Put quite simply, if you write mysteries loved by your friends and fellow writers, and perhaps even your paid freelance editor (who most likely has never worked in the New York publishing business), but can’t produce a thing other than pale imitations of Miss Marple, no editor or agent who represents the mystery genre will ever take you or your work seriously.
Now the question becomes, how do writers transcend life in the 99% and cross the EL to the one percent promised land? What might lead them to a cognizance of reality? It can happen in various ways, by accident or no, but always preceded by trial and error groping as false signals are received concerning the commercial viability of their writing (see above) thus leading to false confidence. Regardless, the writer naturally grows frustrated and tired of unsuccessful efforts (if they‘re smart), and if determined not to fail, seeks new sources of information and inspiration. Perhaps by happenstance the writer reads an article that clicks with them, or speaks to a professional who waves the red flag regarding what they’re doing wrong or what is specifically missing from their voice or manuscript that results in rejection after rejection--whatever the source of cognizance, the writer, perhaps for the first time, declines to fall back on old sources of corroboration and at last recognizes the previous futility, as well as the state of false confidence, and in the next breath, understands what lies ahead--perhaps many months of rethinking and rewrites.
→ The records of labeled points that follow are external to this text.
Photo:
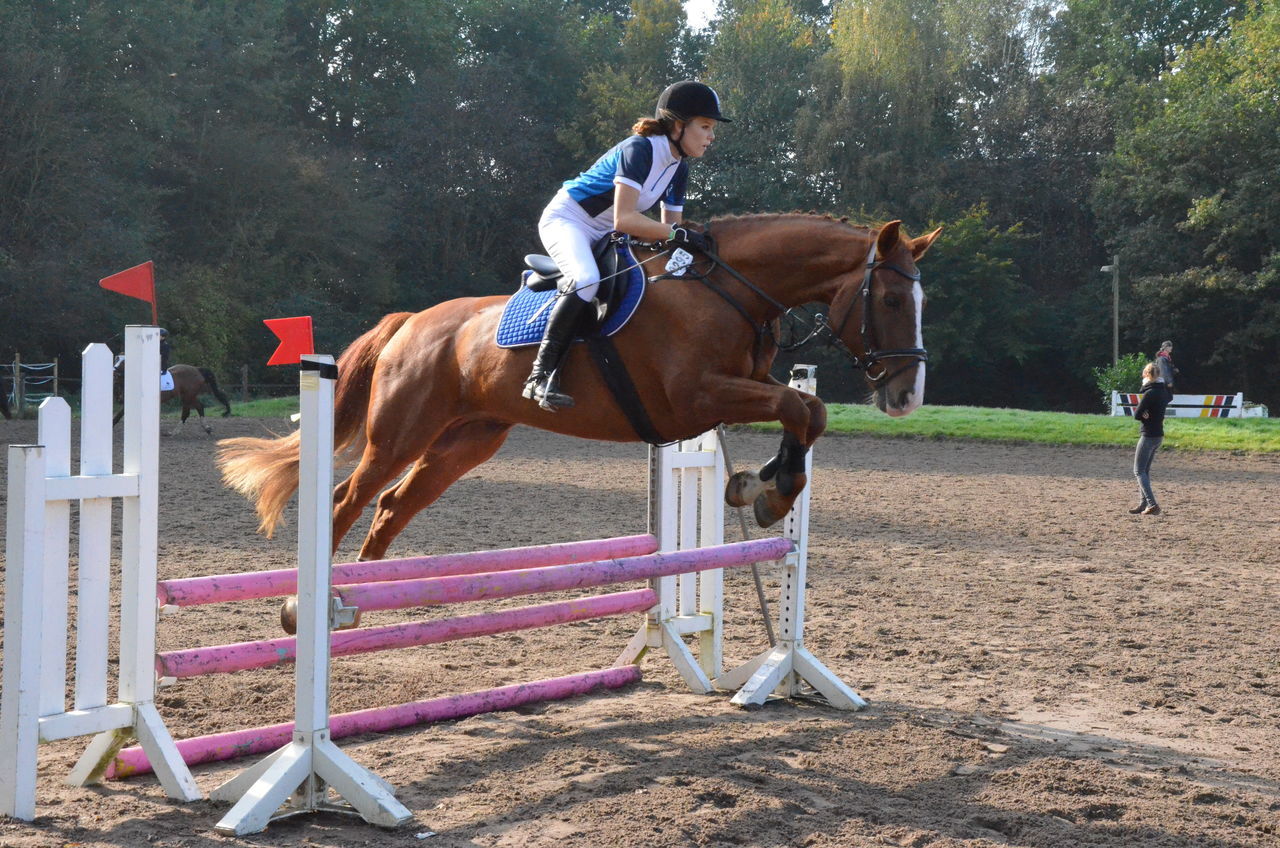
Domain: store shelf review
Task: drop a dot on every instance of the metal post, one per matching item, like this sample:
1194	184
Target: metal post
1115	306
1115	310
19	386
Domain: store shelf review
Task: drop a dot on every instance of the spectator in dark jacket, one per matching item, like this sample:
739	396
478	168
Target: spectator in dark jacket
1151	414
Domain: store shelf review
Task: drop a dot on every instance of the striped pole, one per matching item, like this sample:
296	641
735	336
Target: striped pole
506	584
272	652
269	584
240	743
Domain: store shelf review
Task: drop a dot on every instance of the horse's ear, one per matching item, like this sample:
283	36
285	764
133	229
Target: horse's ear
888	236
920	245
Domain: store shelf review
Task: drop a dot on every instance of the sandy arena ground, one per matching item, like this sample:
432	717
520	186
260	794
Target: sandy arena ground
1042	668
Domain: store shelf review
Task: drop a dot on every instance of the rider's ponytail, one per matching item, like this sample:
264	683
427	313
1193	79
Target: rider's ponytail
656	126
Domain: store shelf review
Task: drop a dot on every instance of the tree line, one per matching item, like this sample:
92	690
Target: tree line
343	160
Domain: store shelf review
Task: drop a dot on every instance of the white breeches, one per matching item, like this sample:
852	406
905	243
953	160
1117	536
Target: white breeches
570	245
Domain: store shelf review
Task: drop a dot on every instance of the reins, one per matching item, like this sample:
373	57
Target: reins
822	324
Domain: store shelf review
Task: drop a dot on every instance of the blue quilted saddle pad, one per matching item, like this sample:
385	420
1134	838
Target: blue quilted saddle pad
524	318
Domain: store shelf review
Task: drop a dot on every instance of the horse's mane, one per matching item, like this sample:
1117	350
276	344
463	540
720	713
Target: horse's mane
764	218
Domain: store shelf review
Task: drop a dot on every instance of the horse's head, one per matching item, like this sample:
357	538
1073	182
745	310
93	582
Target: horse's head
877	315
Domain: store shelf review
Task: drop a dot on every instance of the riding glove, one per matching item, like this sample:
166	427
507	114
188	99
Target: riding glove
685	237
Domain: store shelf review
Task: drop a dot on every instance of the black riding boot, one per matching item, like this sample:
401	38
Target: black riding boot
543	383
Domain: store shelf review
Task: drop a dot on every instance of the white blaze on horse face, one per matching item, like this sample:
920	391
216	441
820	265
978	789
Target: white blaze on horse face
917	396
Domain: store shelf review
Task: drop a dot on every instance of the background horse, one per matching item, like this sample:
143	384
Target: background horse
433	392
188	383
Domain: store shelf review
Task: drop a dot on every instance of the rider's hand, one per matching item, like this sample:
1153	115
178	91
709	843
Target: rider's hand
685	237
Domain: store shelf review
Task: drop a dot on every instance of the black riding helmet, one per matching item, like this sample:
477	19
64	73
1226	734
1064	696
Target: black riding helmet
688	100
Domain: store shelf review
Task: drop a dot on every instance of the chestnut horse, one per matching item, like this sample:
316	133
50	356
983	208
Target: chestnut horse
433	392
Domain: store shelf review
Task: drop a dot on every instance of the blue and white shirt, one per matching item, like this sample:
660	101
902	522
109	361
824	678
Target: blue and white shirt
645	163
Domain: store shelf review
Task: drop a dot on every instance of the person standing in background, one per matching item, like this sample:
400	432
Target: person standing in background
1151	414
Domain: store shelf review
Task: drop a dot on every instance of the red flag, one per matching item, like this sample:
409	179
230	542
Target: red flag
137	282
295	334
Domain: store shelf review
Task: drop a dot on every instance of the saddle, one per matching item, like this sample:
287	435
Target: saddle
524	319
613	287
525	315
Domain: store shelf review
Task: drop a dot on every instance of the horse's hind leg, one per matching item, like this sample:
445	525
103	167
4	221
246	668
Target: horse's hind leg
457	451
376	468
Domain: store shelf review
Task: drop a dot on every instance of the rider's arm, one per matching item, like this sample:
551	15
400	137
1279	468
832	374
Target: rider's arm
630	220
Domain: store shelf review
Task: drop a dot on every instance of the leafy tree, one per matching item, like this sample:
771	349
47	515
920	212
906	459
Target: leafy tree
1124	375
759	64
1191	204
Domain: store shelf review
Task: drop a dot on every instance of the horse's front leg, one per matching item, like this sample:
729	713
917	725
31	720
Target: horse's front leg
775	487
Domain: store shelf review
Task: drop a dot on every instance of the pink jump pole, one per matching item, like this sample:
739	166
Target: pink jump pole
270	652
506	584
280	582
240	743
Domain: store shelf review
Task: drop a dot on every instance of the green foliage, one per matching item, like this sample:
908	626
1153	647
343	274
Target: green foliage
981	318
343	160
1014	425
1189	199
1124	375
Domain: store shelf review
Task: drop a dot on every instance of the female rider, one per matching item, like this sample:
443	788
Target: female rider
612	195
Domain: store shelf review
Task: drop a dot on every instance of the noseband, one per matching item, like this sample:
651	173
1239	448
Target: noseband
873	356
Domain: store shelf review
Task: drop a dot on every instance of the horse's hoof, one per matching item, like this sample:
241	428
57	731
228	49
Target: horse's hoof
289	615
743	488
767	514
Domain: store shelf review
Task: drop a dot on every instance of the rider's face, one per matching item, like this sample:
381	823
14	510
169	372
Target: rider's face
699	135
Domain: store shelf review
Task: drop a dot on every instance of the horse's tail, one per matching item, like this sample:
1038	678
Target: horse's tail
266	470
211	382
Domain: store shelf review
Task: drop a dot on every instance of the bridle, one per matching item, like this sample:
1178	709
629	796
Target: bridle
872	356
823	327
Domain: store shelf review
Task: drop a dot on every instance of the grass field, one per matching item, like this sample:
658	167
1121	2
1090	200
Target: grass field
1252	434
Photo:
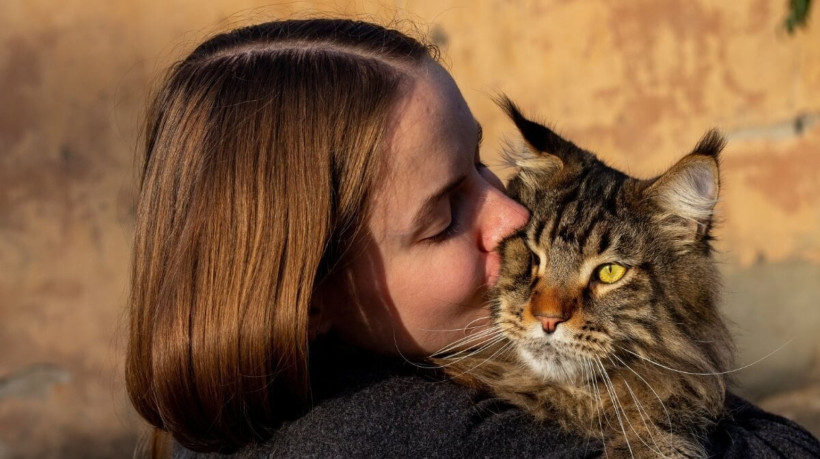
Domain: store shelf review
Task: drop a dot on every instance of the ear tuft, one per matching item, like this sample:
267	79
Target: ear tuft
538	137
688	193
711	144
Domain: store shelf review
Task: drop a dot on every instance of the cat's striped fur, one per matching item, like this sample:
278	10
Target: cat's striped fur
638	363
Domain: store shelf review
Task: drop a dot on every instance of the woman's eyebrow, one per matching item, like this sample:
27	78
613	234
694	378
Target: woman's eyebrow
429	205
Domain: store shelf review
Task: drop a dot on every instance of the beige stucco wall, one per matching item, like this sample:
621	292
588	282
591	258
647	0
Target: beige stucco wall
638	82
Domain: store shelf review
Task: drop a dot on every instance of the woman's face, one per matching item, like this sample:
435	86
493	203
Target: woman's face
420	280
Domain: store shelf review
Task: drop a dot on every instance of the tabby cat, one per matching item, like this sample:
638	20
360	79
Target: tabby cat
606	302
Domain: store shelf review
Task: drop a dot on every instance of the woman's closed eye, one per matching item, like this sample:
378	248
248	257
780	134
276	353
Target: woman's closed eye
455	209
452	228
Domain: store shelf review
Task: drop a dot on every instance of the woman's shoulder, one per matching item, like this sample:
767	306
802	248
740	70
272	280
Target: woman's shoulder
381	407
386	408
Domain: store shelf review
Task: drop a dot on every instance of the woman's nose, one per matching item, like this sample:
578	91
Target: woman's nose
500	217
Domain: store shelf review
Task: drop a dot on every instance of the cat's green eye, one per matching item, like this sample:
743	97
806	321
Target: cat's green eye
610	273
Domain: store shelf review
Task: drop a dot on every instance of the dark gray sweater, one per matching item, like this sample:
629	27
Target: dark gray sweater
369	406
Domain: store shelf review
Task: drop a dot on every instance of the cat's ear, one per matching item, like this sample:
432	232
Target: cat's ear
539	138
542	153
688	191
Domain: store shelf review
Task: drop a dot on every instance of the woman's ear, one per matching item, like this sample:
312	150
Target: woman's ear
318	320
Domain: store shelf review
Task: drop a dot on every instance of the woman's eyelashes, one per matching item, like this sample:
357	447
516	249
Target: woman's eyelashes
457	204
453	227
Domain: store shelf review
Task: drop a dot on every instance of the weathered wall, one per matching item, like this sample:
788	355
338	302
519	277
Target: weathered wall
638	82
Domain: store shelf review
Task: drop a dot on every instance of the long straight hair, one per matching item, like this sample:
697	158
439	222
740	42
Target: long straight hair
262	148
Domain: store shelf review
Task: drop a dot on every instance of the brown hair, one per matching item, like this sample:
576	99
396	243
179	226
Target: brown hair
261	150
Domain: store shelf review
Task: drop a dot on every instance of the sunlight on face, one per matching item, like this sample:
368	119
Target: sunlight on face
420	281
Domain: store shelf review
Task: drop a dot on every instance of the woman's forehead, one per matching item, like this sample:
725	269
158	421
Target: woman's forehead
431	142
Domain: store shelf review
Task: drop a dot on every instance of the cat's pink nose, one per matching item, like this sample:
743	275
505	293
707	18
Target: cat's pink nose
550	323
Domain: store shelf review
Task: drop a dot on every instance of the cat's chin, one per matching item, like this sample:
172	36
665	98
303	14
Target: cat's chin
552	366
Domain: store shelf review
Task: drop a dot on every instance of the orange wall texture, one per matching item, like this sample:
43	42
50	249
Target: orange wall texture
636	81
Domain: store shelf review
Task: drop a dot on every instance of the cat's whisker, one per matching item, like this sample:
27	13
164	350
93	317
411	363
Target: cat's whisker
716	373
462	342
502	349
592	382
464	329
616	404
643	416
468	353
663	405
600	405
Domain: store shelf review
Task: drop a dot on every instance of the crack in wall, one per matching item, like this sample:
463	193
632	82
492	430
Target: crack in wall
780	130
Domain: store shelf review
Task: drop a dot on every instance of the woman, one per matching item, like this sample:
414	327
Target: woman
314	212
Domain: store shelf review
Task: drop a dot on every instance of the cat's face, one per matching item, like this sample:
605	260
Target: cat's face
610	269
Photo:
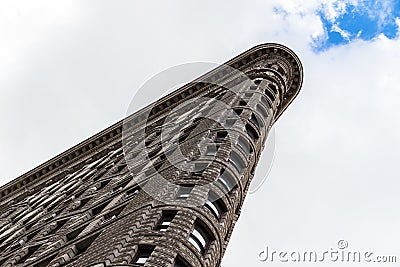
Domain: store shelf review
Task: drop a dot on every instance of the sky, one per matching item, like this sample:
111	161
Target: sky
69	69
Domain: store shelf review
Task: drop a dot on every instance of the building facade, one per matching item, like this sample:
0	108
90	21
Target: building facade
165	186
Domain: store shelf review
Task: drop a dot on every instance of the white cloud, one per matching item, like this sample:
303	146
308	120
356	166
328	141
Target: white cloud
335	169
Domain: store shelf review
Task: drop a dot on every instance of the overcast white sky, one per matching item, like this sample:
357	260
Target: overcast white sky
69	69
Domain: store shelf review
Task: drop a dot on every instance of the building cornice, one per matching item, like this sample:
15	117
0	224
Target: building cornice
112	134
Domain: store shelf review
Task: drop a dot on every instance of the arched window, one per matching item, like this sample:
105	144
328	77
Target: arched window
252	133
200	237
143	254
244	145
237	162
215	205
226	180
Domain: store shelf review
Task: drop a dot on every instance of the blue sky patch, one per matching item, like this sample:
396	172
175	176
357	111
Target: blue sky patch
364	20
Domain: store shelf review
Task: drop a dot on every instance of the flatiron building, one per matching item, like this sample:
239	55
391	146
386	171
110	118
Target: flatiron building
165	186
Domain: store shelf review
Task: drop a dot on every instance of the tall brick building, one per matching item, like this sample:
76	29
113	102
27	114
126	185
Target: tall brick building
162	188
If you are near the Epiphany Line, or you’ve crossed it already, a lot of what we say here will resonate with you. If you have endured months or years of rejections, perhaps you need to point your toe over the line, just to test. And don’t feel down about all this, or discouraged. Learn from it. Understand that all writers make the same mistakes, learn the same lessons, fall down and get up. The neophyte mystery writer holding her Miss Marple close and dear, as she might a mother’s warmth, must one day leave home and apply for a job with a suitable resume.